11 Concerning the kinds of arsenic, it is to be noted that there are those which flow forth from their proper mineral or metal, and are called native arsenics. Next there are arsenics out of metals after their kind. Then there are those made by Art through transmutation. White or crystalline arsenic is the best for medicine Yellow and red arsenic are utilised by chemists for investigating the transmutation of metals, in which arsenic has a special efficacy. – De Naturalibus Rebus, c. 9.

12 The arcanum of vitriol is the oil of vitriol. Thus: after the aquosity has been removed in coction from vitriol, the spirit is elicited by the application of greater heat. The vitriol then comes over pure in the form of water. This water is combined with the caput mortuum left by the process, and on again separating in a balneum maris, the phlegmatic part passes off, and the oil, or the arcanum of vitriol, remains at the bottom of the vessel. – Ibid.

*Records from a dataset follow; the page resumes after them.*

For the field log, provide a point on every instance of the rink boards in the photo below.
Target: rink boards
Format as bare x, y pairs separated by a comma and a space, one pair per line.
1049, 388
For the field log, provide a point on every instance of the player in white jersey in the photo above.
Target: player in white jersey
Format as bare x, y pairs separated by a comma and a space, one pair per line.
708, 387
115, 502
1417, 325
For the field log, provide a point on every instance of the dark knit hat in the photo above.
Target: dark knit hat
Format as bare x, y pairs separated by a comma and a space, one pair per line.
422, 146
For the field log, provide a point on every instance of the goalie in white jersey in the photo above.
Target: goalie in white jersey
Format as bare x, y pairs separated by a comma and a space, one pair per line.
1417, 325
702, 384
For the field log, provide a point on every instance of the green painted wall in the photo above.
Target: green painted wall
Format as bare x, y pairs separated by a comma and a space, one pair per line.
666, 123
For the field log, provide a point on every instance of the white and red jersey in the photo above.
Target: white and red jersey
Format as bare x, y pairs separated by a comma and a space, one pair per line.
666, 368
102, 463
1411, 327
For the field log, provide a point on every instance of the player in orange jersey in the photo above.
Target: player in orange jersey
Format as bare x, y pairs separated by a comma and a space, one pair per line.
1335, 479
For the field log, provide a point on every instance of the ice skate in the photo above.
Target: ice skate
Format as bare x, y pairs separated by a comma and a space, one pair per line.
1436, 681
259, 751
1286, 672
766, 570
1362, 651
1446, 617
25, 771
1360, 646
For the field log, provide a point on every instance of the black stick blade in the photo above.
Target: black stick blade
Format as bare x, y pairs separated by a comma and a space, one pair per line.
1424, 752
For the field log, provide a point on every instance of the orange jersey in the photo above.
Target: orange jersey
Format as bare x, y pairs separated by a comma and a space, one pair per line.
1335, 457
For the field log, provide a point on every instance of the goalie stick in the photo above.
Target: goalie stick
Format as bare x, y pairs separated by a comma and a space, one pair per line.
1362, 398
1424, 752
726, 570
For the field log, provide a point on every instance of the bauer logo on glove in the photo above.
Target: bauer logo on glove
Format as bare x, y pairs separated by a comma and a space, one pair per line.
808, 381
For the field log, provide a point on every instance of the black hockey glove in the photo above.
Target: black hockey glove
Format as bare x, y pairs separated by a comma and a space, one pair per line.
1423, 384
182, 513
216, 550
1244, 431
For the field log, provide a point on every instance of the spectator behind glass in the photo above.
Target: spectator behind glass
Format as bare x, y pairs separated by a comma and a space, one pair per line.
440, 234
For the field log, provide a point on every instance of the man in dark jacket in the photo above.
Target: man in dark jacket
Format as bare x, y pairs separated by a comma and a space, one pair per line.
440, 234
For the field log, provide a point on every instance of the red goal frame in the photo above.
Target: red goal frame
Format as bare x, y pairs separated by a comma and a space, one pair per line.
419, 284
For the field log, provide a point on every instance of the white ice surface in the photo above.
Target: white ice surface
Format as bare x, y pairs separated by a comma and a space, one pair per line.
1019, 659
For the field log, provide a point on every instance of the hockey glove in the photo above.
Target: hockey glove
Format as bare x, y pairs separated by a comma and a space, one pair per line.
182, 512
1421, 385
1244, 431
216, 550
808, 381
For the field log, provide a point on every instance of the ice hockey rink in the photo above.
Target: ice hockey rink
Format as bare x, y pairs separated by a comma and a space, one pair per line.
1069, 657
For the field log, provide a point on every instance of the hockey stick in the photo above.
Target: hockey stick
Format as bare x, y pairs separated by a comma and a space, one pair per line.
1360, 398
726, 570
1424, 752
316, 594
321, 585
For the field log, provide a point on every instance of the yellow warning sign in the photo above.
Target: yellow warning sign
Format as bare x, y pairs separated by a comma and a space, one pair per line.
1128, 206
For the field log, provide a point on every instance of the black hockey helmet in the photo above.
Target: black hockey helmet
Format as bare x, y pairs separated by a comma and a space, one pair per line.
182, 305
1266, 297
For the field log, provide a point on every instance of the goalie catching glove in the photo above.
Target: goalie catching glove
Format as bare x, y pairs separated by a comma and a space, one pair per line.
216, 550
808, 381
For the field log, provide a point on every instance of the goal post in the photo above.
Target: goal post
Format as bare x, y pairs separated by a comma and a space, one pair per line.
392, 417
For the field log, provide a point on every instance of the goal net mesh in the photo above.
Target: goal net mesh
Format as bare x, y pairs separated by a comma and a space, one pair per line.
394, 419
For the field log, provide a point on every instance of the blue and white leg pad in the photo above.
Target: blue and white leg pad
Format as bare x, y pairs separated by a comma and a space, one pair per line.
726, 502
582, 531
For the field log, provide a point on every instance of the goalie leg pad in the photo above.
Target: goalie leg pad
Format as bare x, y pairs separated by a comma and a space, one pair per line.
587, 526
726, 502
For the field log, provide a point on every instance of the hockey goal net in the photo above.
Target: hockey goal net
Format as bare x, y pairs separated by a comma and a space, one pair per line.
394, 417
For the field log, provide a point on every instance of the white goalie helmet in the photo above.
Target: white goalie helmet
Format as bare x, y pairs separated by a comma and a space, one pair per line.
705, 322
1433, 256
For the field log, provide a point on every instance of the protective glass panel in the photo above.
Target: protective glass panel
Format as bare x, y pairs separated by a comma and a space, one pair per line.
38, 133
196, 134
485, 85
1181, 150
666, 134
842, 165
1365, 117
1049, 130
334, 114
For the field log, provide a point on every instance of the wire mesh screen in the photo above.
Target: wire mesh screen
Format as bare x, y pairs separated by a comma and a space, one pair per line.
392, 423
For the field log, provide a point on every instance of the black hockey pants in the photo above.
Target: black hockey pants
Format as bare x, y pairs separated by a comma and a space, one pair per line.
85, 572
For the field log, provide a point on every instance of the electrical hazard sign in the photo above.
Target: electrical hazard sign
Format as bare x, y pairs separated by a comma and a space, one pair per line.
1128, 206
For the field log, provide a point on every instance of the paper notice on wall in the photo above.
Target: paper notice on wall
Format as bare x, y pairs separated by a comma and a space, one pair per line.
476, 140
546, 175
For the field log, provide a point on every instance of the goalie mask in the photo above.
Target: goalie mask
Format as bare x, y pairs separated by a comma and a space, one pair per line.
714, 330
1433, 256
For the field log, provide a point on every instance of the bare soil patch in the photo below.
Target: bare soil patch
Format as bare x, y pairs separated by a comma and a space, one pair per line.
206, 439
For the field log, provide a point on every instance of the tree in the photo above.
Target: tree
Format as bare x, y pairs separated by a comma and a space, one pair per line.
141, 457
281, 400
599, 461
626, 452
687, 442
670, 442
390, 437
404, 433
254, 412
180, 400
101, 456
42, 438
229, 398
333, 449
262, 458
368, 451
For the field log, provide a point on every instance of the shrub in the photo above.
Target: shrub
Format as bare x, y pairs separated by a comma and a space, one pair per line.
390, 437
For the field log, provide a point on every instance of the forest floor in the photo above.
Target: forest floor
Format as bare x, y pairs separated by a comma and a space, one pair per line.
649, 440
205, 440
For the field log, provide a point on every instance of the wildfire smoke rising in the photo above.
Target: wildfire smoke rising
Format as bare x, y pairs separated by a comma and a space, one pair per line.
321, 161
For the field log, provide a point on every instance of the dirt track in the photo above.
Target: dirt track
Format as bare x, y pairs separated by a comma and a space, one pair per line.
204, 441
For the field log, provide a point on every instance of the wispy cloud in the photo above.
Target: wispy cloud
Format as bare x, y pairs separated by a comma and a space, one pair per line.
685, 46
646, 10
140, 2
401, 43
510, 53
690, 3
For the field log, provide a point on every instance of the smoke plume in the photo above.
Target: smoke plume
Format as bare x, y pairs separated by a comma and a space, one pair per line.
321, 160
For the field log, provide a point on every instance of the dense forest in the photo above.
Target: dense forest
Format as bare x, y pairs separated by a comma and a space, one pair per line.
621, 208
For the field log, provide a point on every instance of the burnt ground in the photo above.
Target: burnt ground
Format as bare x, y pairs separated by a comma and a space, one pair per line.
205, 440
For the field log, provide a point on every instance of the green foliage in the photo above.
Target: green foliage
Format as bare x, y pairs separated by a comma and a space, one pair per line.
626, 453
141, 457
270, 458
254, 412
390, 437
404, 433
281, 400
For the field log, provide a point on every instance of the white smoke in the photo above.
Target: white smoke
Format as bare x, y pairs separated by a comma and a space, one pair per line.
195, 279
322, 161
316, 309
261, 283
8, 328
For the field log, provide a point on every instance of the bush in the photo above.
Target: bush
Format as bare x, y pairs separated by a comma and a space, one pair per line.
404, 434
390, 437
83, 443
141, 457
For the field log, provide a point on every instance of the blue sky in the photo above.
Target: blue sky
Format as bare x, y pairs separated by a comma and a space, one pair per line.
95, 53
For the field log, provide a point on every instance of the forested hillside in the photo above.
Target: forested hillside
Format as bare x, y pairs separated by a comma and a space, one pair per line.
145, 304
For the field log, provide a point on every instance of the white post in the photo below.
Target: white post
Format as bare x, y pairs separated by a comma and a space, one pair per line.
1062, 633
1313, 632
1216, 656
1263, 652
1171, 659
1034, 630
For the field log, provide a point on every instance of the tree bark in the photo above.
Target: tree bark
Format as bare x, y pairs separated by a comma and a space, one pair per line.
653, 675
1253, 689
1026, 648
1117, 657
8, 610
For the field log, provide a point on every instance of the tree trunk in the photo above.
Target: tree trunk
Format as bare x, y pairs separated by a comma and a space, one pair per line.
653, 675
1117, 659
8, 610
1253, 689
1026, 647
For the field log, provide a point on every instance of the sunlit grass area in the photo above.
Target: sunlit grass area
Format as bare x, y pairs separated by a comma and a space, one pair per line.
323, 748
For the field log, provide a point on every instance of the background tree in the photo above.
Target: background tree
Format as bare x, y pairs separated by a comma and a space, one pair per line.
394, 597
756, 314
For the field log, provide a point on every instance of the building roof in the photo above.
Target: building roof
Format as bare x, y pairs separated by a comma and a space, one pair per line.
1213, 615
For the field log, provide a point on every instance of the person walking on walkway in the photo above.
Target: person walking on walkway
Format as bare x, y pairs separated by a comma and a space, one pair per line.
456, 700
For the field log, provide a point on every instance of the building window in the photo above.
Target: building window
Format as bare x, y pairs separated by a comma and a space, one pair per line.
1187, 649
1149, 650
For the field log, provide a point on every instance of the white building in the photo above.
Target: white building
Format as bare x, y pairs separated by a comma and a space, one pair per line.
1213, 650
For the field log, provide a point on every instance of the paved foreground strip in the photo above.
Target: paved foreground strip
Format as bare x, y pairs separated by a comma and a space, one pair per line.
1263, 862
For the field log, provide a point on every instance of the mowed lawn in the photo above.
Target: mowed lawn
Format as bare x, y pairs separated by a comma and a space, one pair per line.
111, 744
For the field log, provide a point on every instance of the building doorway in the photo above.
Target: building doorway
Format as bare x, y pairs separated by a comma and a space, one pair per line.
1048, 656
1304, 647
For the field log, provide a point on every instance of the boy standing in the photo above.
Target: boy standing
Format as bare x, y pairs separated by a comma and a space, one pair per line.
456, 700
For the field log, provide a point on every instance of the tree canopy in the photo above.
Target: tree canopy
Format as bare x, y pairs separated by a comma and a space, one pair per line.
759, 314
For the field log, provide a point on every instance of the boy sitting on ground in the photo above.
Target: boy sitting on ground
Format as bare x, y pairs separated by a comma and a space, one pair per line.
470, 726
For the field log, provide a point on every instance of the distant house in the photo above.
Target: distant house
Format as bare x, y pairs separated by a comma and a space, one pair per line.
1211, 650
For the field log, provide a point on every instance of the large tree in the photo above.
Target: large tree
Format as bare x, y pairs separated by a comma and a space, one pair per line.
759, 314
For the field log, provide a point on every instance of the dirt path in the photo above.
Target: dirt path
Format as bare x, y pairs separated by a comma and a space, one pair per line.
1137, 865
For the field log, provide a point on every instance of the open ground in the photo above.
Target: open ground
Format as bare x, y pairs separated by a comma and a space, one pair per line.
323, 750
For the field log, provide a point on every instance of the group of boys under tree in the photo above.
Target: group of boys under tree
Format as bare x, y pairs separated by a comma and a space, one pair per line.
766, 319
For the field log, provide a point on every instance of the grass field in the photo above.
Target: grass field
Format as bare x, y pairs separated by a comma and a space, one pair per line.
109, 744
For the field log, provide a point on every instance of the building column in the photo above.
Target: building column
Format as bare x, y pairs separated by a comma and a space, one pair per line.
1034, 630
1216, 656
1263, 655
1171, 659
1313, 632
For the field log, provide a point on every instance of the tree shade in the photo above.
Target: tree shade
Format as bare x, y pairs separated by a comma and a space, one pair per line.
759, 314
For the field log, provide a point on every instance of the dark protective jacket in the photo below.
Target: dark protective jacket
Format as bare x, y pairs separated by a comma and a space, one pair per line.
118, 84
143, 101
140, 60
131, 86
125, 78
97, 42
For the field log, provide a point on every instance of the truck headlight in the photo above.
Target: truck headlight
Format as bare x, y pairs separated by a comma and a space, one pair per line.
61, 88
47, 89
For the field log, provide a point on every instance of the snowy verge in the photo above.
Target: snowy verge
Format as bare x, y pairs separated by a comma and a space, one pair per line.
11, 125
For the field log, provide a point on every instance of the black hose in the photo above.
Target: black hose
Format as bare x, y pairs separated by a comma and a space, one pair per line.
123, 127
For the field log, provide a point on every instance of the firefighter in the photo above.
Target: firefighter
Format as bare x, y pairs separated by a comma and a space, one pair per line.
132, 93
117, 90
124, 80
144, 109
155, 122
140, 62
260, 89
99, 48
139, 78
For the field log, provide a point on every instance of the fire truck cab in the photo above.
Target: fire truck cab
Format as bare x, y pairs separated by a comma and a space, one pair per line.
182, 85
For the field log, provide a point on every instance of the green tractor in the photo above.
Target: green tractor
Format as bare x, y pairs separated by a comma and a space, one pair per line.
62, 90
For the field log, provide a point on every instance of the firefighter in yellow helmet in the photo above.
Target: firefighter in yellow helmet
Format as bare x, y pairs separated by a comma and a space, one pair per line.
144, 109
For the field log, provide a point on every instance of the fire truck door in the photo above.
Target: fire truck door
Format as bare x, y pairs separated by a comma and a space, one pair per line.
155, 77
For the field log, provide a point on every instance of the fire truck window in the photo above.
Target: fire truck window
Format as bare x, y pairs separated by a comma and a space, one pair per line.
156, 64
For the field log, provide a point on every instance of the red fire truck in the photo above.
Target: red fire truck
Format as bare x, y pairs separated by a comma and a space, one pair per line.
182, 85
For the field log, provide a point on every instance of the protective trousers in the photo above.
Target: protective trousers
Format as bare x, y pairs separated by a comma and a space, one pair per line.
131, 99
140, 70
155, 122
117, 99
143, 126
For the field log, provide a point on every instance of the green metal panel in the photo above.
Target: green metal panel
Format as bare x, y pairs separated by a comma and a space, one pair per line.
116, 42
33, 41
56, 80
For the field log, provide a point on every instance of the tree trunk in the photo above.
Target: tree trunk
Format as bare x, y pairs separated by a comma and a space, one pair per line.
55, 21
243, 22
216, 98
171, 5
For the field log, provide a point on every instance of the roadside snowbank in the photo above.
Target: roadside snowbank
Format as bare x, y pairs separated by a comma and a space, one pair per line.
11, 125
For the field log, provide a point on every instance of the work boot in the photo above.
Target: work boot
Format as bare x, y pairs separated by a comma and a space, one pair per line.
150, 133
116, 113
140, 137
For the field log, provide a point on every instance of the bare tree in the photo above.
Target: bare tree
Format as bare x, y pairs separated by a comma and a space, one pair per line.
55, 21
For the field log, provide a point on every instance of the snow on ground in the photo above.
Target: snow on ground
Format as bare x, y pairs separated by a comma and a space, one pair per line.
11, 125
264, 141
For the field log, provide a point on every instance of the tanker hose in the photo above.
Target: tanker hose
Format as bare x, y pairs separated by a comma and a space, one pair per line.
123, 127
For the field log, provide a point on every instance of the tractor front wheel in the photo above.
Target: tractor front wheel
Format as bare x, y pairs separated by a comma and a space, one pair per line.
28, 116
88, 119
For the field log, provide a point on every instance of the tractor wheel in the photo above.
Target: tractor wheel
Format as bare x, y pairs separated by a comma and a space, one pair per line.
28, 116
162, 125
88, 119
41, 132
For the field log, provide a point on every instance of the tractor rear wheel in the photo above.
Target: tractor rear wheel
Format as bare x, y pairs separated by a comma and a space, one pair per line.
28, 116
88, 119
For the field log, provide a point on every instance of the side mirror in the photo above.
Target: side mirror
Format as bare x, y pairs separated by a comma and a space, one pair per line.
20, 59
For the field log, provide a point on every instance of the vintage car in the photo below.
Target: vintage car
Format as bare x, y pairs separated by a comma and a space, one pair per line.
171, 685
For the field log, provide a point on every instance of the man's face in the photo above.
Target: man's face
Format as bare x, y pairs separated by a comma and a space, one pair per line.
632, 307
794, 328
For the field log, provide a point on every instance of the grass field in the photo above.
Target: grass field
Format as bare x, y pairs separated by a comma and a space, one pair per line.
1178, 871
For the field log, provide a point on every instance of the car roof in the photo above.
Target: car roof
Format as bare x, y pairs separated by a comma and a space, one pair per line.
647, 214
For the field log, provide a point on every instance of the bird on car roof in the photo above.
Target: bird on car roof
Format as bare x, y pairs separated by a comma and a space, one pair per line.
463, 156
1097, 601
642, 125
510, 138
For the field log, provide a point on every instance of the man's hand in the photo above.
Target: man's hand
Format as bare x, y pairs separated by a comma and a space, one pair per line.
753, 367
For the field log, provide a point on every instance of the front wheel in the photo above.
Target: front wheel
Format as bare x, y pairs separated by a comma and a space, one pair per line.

13 So long as the viridity or greenness of vitriol subsists therein, it is of a soft quality and substance. But if it be excocted so that it is deprived of its moisture, it is thereby changed into a hard stone from which even fire can be struck. When the moisture is evaporated from vitriol, the sulphur which it contains predominates over the salt, and the vitriol turns red. – De Pestilitate, Tract I.

14 The diagnosis of vitriol is concerned with it both in Medicine and Alchemy. In Medicine it is a paramount remedy. In Alchemy it has many additional purposes. The Art of Medicine and Alchemy consists in the preparation of vitriol, for it is worthless in its crude state. It is like unto wood, out of which it is possible to carve anything. Three kinds of oil are extracted from vitriol – a red oil, by distillation in a retort after an alchemistic method, and this is the most acid of all substances, and has also a corrosive quality – also a green and a white oil, distilled from crude vitriol by descension. – De Vitriolo. Nor let it be regarded as absurd that we assign such great virtues to vitriol, for therein resides, secret and hidden, a certain peculiar golden force, not corporeal but spiritual, which excellent and admirable virtue exists in greater potency and certainty therein than it does in gold. When this golden spirit of vitriol is volatilized and separated from its impurities, so that the essence alone remains, it is like unto potable gold. – De Morbis Amentium, Methodus II., c. 1.

15 Antimony can be made into a pap with the water of vitriol, and then purified by sal ammoniac, and in this manner there may be obtained from it a thick purple or reddish liquor. This is oil of antimony, and it has many virtues. – Chirurgia Magna, Lib. V. Take three pounds of antimony and as much of sal gemmae. Distil them together in a retort for three natural days, and so you will have a red oil, which has incredible healing power in cases of otherwise incurable wounds. – Chirurgia Minor, Tract II., c. 11.

16 Man himself was created from that which is termed limbus. This limbus contained the potency and nature of all creatures. Hence man himself is called the microcosmus, or world in miniature. – De Generatione Stultorum. Man was fashioned out of the limbus, and this limbus is the universal world. –Paramirum Aliud, Lib. II., c. 2. The limbus was the first matter of man. … Whosoever knows the limbus knows also what mam is. Whatsoever the limbus is, that also is man. – Paramirum Aliud, Lib. IV. There is a dual limbus, man, the lesser limbus, and that Great Limbus from which he was produced. – De Podagra, s. v. de Limbo. The limbus is the seed out of which all creatures are produced and grow, as the tree comes forth from its own special seed. The limbus has its ground in the word of God. – Ibid. The limbus of Adam was haven and earth, water and air. Therefore, man also remains in the limbus, and contains in himself heaven and earth, air and water, and these things he also himself is. – Paragranum Alterum, Tract II.